Changing sys kernel settings relating to crash reboots on UC20

jocado · September 28, 2020, 6:28pm

I’m interested in what’s possible regarding changes to boot behaviour under certain “crash” conditions.

I found in here that dropping in sysctl config files was not a good practice and not very easy on UC20, and access to some sys network settings are allowed via the network-control interface.

Is there a similar interface that can allow changes to anything under /proc/sys/kernel/ or /proc/sys/vm ?

Of particular interest are things like:

kernel.panic
kernel.panic_on_oops
kernel.softlockup_panic
vm.panic_on_oom

Ignoring that fact that if something is really badly broken it may end up in a reboot cycle, and visibility of such conditions - the aim is to end up with less manual intervention required for such issues.

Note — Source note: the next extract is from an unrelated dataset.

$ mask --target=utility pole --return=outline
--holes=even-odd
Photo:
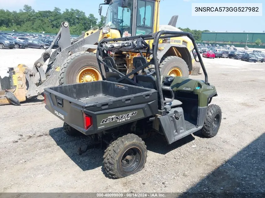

Being able to set these in some combination could be very useful.

Thanks!

Cheers,
Just

ijohnson · September 28, 2020, 6:54pm

The system-trace interface allows for

  /sys/kernel/debug/tracing/** rw,

which is probably not what you are looking for, but is the closest I could find looking through the interfaces we currently have. Additionally, it’s unclear to me if allowing a snap to set these kinds of settings would be useful to you if your kernel is dying then probably a userspace snap will not get a chance to effect anything useful.

In fact this is probably one of the cases where snapd should export more system config that can be set using defaults from the gadget.yaml. We do have the system.kernel.printk.console-loglevel config item which may be helpful to you, and if not is at least very close to the kinds of settings you want to set since it is writing to sysctl, and so it would be easy to propose a PR which adds the items you want.

Another option of course, since you are debugging a kernel problem, is that you could try to build a debug kernel with the settings you are interested in setting enabled via the kernel config.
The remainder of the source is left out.